Relaciones desde la conciencia de género

La desigualdad de género es un problema estructural y multicausal. Y es en las relaciones entre personas donde principalmente se establecen las desigualdades. En los múltiples contextos donde las personas de todos los géneros interactuamos, se producen relaciones de poder definidas por el patriarcado.

Por ejemplo, según estudios, tan sólo el 20% de hombres europeos afirman responsabilizarse de las tareas domésticas, roles que tradicionalmente siguen desempeñando más las mujeres; la violencia machista aún afecta en España a más de la mitad de mujeres heterosexuales de más de 16 años y continuamente se reproducen formas muy sutiles de machismo que sitúan a las mujeres en roles de subordinación, considerando erróneamente “lo femenino” como más débil, sensible, dependiente y vulnerable. Problemáticas que se acentúan ante la tolerancia y la desigualdad.

En torno al 25 de noviembre preguntamos a profesionales de la Fundació IRES cómo aplicaban la perspectiva de género en su día a día, y este fue uno de los puntos clave.

La responsabilidad social y personal, que actualmente sigue constituyendo un gran reto por delante, es la toma de conciencia de los roles tradicionales de género y cómo han sido interiorizados en nuestro pensamiento, actitud y comportamiento.

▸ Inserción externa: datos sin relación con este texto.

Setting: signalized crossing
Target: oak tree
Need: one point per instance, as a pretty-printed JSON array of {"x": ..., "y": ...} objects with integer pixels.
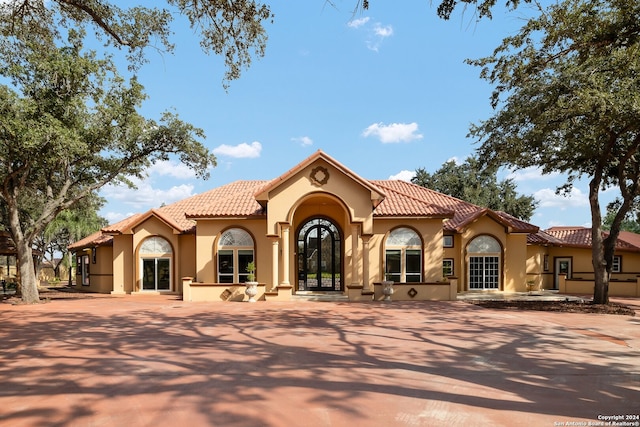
[
  {"x": 567, "y": 99},
  {"x": 472, "y": 182}
]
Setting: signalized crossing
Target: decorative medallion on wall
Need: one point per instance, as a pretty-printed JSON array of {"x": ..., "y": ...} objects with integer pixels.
[{"x": 319, "y": 176}]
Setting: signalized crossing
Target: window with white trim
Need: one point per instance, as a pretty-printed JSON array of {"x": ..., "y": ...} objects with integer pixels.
[
  {"x": 485, "y": 254},
  {"x": 447, "y": 267},
  {"x": 403, "y": 256},
  {"x": 235, "y": 252},
  {"x": 616, "y": 266}
]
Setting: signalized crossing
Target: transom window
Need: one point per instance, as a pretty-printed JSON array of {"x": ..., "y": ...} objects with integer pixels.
[
  {"x": 403, "y": 256},
  {"x": 235, "y": 252}
]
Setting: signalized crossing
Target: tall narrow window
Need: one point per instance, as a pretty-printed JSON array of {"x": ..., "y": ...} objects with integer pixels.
[
  {"x": 403, "y": 256},
  {"x": 484, "y": 263},
  {"x": 235, "y": 252},
  {"x": 319, "y": 256},
  {"x": 155, "y": 264}
]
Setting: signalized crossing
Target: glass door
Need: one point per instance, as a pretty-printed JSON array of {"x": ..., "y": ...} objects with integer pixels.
[{"x": 319, "y": 256}]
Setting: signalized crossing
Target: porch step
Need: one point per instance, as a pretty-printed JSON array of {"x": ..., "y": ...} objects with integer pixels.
[{"x": 320, "y": 296}]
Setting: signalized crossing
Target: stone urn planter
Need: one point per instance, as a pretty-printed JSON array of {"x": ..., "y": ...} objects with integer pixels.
[
  {"x": 387, "y": 290},
  {"x": 251, "y": 290}
]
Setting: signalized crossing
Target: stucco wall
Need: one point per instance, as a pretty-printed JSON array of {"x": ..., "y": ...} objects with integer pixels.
[
  {"x": 284, "y": 199},
  {"x": 208, "y": 231},
  {"x": 430, "y": 230}
]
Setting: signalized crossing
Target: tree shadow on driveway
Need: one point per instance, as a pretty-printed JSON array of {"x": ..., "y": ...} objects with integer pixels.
[{"x": 122, "y": 361}]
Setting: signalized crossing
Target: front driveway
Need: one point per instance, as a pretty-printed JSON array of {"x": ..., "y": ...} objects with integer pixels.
[{"x": 160, "y": 361}]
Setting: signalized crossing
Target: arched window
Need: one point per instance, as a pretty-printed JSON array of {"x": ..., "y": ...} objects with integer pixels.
[
  {"x": 319, "y": 256},
  {"x": 155, "y": 264},
  {"x": 484, "y": 263},
  {"x": 235, "y": 252},
  {"x": 403, "y": 256}
]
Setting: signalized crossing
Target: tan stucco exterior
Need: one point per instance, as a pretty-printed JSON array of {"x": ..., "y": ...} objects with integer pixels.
[{"x": 346, "y": 207}]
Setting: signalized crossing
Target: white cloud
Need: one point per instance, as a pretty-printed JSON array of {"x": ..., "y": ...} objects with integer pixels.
[
  {"x": 172, "y": 169},
  {"x": 357, "y": 23},
  {"x": 404, "y": 175},
  {"x": 393, "y": 133},
  {"x": 455, "y": 160},
  {"x": 243, "y": 150},
  {"x": 383, "y": 31},
  {"x": 145, "y": 196},
  {"x": 305, "y": 141},
  {"x": 549, "y": 199},
  {"x": 375, "y": 31}
]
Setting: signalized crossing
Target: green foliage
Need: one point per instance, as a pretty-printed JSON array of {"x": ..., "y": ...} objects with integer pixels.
[
  {"x": 631, "y": 221},
  {"x": 567, "y": 99},
  {"x": 446, "y": 7},
  {"x": 231, "y": 29},
  {"x": 68, "y": 126},
  {"x": 477, "y": 184},
  {"x": 251, "y": 269}
]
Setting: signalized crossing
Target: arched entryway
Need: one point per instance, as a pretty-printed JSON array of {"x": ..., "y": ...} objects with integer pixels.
[
  {"x": 484, "y": 259},
  {"x": 156, "y": 257},
  {"x": 319, "y": 256}
]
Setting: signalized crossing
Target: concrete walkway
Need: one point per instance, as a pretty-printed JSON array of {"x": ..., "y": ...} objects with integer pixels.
[{"x": 159, "y": 361}]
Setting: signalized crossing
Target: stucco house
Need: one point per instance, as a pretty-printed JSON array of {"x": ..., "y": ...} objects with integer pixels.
[{"x": 320, "y": 228}]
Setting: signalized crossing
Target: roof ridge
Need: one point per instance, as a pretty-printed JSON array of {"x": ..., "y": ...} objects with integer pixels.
[{"x": 381, "y": 183}]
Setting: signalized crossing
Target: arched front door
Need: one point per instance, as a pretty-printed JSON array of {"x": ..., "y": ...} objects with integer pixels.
[{"x": 319, "y": 256}]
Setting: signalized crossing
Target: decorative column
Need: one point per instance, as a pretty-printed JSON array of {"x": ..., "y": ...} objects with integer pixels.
[
  {"x": 275, "y": 253},
  {"x": 366, "y": 286},
  {"x": 285, "y": 254},
  {"x": 355, "y": 279}
]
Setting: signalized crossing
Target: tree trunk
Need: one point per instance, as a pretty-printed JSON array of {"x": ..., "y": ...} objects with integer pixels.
[
  {"x": 28, "y": 281},
  {"x": 601, "y": 273}
]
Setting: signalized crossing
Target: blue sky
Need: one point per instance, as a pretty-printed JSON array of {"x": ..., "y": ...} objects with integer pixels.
[{"x": 384, "y": 91}]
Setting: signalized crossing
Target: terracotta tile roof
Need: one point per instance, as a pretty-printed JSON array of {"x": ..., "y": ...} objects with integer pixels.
[
  {"x": 96, "y": 239},
  {"x": 232, "y": 200},
  {"x": 516, "y": 224},
  {"x": 120, "y": 226},
  {"x": 543, "y": 238},
  {"x": 580, "y": 237},
  {"x": 406, "y": 199}
]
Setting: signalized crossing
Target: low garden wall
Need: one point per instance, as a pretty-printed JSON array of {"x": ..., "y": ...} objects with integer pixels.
[{"x": 617, "y": 288}]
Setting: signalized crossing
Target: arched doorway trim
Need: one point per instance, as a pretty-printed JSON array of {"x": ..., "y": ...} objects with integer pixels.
[
  {"x": 156, "y": 264},
  {"x": 484, "y": 262},
  {"x": 320, "y": 255}
]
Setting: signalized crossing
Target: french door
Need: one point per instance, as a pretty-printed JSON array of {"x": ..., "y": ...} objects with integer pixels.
[
  {"x": 156, "y": 274},
  {"x": 319, "y": 256}
]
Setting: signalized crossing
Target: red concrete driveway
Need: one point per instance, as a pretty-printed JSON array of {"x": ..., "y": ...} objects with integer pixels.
[{"x": 158, "y": 361}]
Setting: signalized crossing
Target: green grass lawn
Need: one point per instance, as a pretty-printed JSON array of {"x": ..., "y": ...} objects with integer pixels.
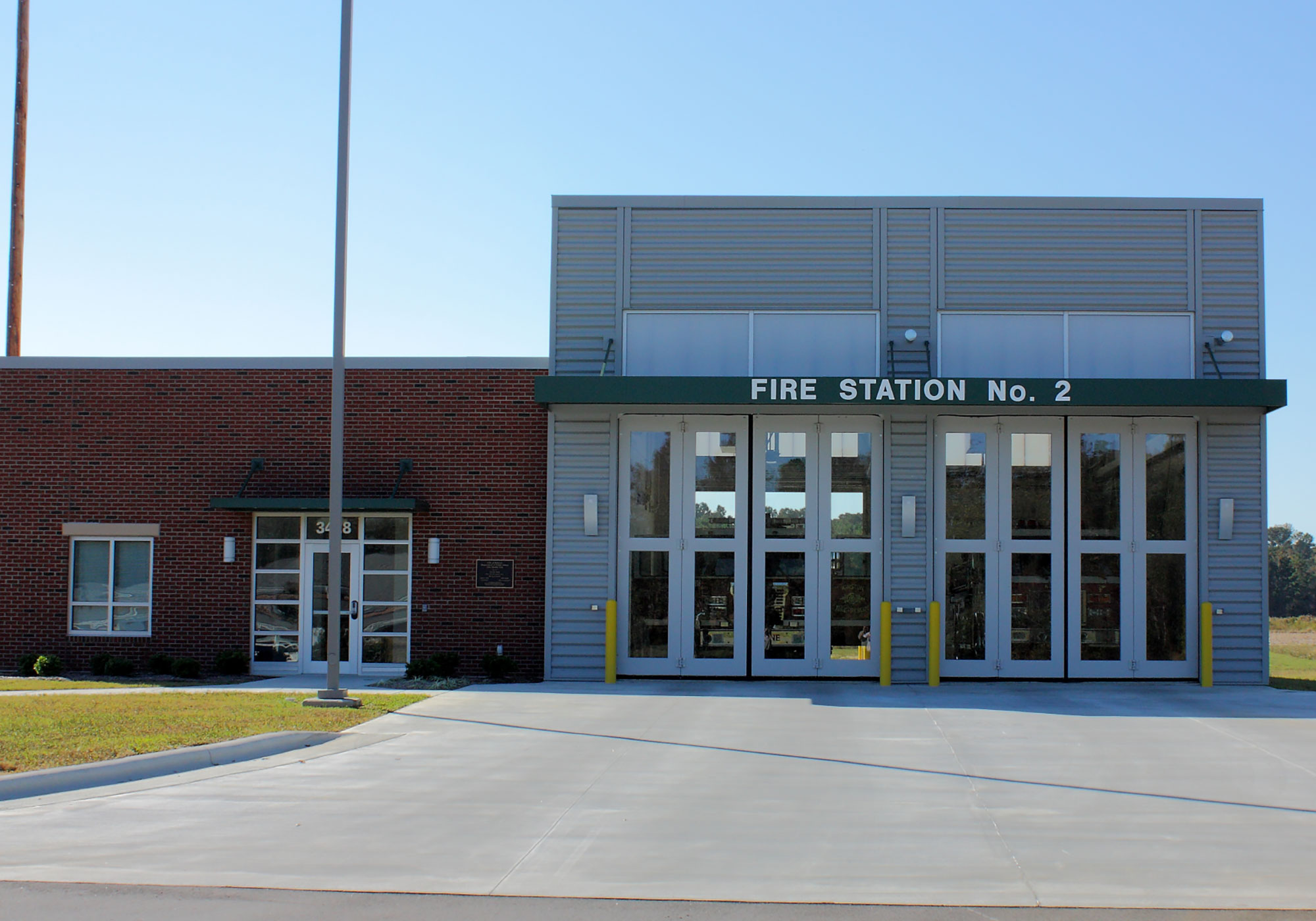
[
  {"x": 51, "y": 731},
  {"x": 63, "y": 685},
  {"x": 1293, "y": 668}
]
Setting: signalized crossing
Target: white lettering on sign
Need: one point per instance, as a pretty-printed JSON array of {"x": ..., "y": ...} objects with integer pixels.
[{"x": 880, "y": 390}]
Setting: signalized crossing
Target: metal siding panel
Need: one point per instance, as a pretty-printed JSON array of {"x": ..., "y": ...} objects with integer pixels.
[
  {"x": 1067, "y": 259},
  {"x": 1231, "y": 291},
  {"x": 586, "y": 295},
  {"x": 582, "y": 464},
  {"x": 1236, "y": 570},
  {"x": 909, "y": 466},
  {"x": 798, "y": 260},
  {"x": 909, "y": 276}
]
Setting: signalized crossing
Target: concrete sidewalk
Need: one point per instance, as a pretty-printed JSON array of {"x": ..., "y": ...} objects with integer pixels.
[{"x": 1084, "y": 795}]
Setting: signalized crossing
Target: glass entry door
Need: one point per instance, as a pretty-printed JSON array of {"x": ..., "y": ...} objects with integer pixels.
[
  {"x": 1001, "y": 547},
  {"x": 1132, "y": 514},
  {"x": 318, "y": 624},
  {"x": 818, "y": 553},
  {"x": 685, "y": 487}
]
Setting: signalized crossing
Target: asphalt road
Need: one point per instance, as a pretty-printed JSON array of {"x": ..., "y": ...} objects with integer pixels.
[
  {"x": 1036, "y": 795},
  {"x": 73, "y": 902}
]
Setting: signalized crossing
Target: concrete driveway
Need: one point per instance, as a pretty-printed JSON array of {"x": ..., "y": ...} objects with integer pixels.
[{"x": 1081, "y": 795}]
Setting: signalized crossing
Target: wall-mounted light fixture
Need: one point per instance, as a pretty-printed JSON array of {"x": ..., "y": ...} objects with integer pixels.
[
  {"x": 1227, "y": 519},
  {"x": 907, "y": 515},
  {"x": 592, "y": 515}
]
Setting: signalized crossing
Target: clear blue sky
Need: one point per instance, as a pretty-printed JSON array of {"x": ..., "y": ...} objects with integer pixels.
[{"x": 182, "y": 155}]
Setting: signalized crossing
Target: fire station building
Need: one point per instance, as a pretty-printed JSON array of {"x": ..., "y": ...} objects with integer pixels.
[{"x": 759, "y": 422}]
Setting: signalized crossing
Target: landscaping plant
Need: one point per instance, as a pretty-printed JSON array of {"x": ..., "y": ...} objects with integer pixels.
[{"x": 48, "y": 666}]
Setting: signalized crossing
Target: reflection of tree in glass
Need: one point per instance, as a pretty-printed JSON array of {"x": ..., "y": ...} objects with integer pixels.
[
  {"x": 851, "y": 524},
  {"x": 711, "y": 523},
  {"x": 1167, "y": 491},
  {"x": 1100, "y": 486},
  {"x": 967, "y": 503},
  {"x": 651, "y": 484},
  {"x": 967, "y": 606}
]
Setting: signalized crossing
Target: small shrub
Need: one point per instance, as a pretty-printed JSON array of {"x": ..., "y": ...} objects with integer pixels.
[
  {"x": 120, "y": 668},
  {"x": 186, "y": 666},
  {"x": 498, "y": 666},
  {"x": 48, "y": 666},
  {"x": 445, "y": 664},
  {"x": 420, "y": 669},
  {"x": 99, "y": 661},
  {"x": 232, "y": 662},
  {"x": 161, "y": 664}
]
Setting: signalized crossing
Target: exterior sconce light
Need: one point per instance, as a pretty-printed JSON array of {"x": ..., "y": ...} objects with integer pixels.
[{"x": 592, "y": 515}]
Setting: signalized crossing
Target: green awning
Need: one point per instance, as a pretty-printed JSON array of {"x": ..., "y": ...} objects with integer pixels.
[
  {"x": 1047, "y": 394},
  {"x": 316, "y": 505}
]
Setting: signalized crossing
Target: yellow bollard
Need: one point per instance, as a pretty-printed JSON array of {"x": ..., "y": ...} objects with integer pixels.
[
  {"x": 610, "y": 640},
  {"x": 935, "y": 644},
  {"x": 885, "y": 645}
]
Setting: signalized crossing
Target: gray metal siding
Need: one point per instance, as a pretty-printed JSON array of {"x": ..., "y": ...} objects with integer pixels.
[
  {"x": 909, "y": 556},
  {"x": 1063, "y": 259},
  {"x": 1231, "y": 291},
  {"x": 802, "y": 260},
  {"x": 1236, "y": 570},
  {"x": 909, "y": 277},
  {"x": 582, "y": 464},
  {"x": 586, "y": 290}
]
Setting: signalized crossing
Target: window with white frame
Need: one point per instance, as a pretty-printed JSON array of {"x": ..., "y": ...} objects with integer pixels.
[
  {"x": 111, "y": 586},
  {"x": 736, "y": 344},
  {"x": 1071, "y": 344}
]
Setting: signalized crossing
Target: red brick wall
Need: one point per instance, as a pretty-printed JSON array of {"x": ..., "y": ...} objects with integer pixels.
[{"x": 155, "y": 447}]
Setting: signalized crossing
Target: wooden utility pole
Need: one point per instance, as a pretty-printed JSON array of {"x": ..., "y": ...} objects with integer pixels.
[{"x": 14, "y": 330}]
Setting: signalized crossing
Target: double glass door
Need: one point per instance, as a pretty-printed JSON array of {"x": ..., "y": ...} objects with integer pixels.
[
  {"x": 318, "y": 626},
  {"x": 1010, "y": 491},
  {"x": 684, "y": 545},
  {"x": 818, "y": 548},
  {"x": 1132, "y": 548},
  {"x": 749, "y": 553},
  {"x": 1001, "y": 547}
]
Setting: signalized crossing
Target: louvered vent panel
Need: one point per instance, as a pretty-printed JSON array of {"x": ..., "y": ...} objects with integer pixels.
[
  {"x": 1231, "y": 291},
  {"x": 586, "y": 290},
  {"x": 797, "y": 259},
  {"x": 1072, "y": 260}
]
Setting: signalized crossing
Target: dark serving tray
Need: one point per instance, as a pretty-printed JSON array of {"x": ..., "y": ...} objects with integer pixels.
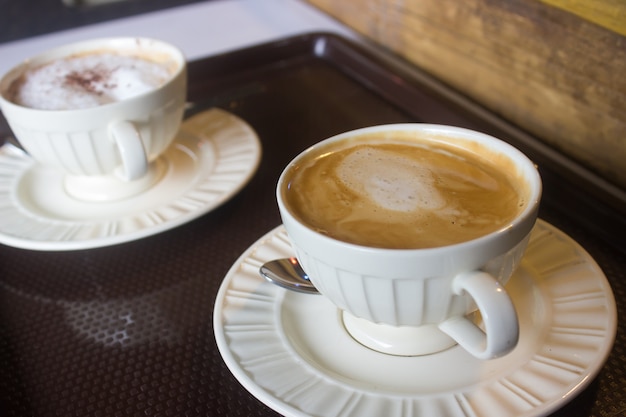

Construir relaciones sanas, libres de machismo y toda clase de discriminación, sin prejuicios y en pro de la igualdad real, pasa por ese proceso de deconstrucción de género, hacer autocrítica y crítica, romper con los estereotipos y roles convencionales para llevar el feminismo a nuestras relaciones. No sólo en pareja, también en familia, amistad, entre compañeros/as de trabajo, con nuestro vecindario e incluso con uno/a mismo/a.

Debemos crear espacios de confianza donde visibilizar las violencias, expresar los sentires y rebatirlos, mostrar apoyo y sororidad, afirmar nuestro compromiso directo y decidido para la igualdad de género y frente a la discriminación y violencia machista. La responsabilidad no se encuentra únicamente en la persona, si bien cada uno/a tiene un gran papel en la construcción de ese mundo de igualdad que queremos crear. Empecemos por aquí, miremos también hacia dentro.